The research identified that “many schools use language that shames and stigmatises young people”, particularly in matters relating to sex and sexuality.

A total of 149 post-primary schools across Northern Ireland responded to the NIHRC investigation (accounting for approximately three-quarters of the overall number), with 124 of them submitting their RSE policies for review.

The research identified that the majority of policies submitted to the investigation “still promoted the value of the ‘sanctity of marriage'”, referencing terms such as “permanent committed sexual relationship” and “married love”.

Troublingly, some of the RSE policies also condemned the use of certain safe-sex practices, stating, “they will present the Catholic teaching that ‘the use of any artificial means of preventing procreation is not acceptable’.”

Furthermore, the report found that “Some schools even outline their beliefs that “homosexuality” is wrong”.

It continued, “For example, one writes that ‘the belief that homosexual acts are against the nature and purpose of human relationships will be presented to pupils’.”

As well as failing LGBTQ+ pupils, the investigation found most schools were not providing “age-appropriate, comprehensive and scientifically accurate education on access to abortion services”.

The report suggested, “Most schools also contributed to this association of shame with sexual activity, by attributing specific moral values and personal characteristics to those who engaged (or did not engage) in sexual behaviour.”


It also stated, “Some schools actively contributed to the shame and stigma surrounding unplanned pregnancy and abortion, by making statements such as ‘abortion is not a means of contraception and those who knowingly engage in casual sex must bear the consequences of their actions’.”

Although the NIHRC recognised that a significant majority of schools taught pupils about contraception, it suggested that it was difficult to know if this information was accurate. The commission recommended that in order for RSE to be taught in “an objective and non-judgemental manner”, schools should be monitored more closely.

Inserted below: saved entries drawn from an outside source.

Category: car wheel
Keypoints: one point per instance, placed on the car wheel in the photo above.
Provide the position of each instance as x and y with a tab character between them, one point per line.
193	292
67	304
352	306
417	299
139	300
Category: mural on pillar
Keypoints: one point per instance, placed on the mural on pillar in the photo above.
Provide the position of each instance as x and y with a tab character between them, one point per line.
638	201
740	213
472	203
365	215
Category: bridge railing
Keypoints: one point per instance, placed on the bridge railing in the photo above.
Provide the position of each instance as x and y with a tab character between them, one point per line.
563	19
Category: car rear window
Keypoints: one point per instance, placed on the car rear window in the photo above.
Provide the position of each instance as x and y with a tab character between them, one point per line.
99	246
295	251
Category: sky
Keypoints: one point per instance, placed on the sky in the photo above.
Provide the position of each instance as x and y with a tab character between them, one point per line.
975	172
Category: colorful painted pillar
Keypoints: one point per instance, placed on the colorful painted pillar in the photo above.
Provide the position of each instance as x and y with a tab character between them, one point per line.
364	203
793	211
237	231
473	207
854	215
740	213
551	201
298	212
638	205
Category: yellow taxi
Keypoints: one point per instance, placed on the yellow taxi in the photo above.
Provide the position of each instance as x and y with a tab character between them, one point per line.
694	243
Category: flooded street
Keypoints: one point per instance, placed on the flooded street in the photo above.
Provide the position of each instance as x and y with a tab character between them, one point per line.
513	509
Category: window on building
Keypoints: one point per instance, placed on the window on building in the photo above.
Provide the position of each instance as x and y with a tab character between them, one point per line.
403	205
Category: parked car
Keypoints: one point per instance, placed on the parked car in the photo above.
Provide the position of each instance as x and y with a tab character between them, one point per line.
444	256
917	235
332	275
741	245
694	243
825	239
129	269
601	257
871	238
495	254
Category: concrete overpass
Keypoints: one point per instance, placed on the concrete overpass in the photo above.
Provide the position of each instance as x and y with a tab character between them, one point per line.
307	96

It advised that this monitoring should include “detailed assessments of the content and delivery of lesson plans”.

In one of its most critical statements, the report said that most schools “indirectly contribute to the societal victim-blaming and slut-shaming of women and girls.”

This was based on the premise that schools tended to focus on how young people could stop themselves from becoming victims of sexual abuse or violence instead of challenging the behaviours of perpetrators.

The NIHRC provided 13 recommendations for reforming the RSE curriculum, describing the case for reform as “compelling”.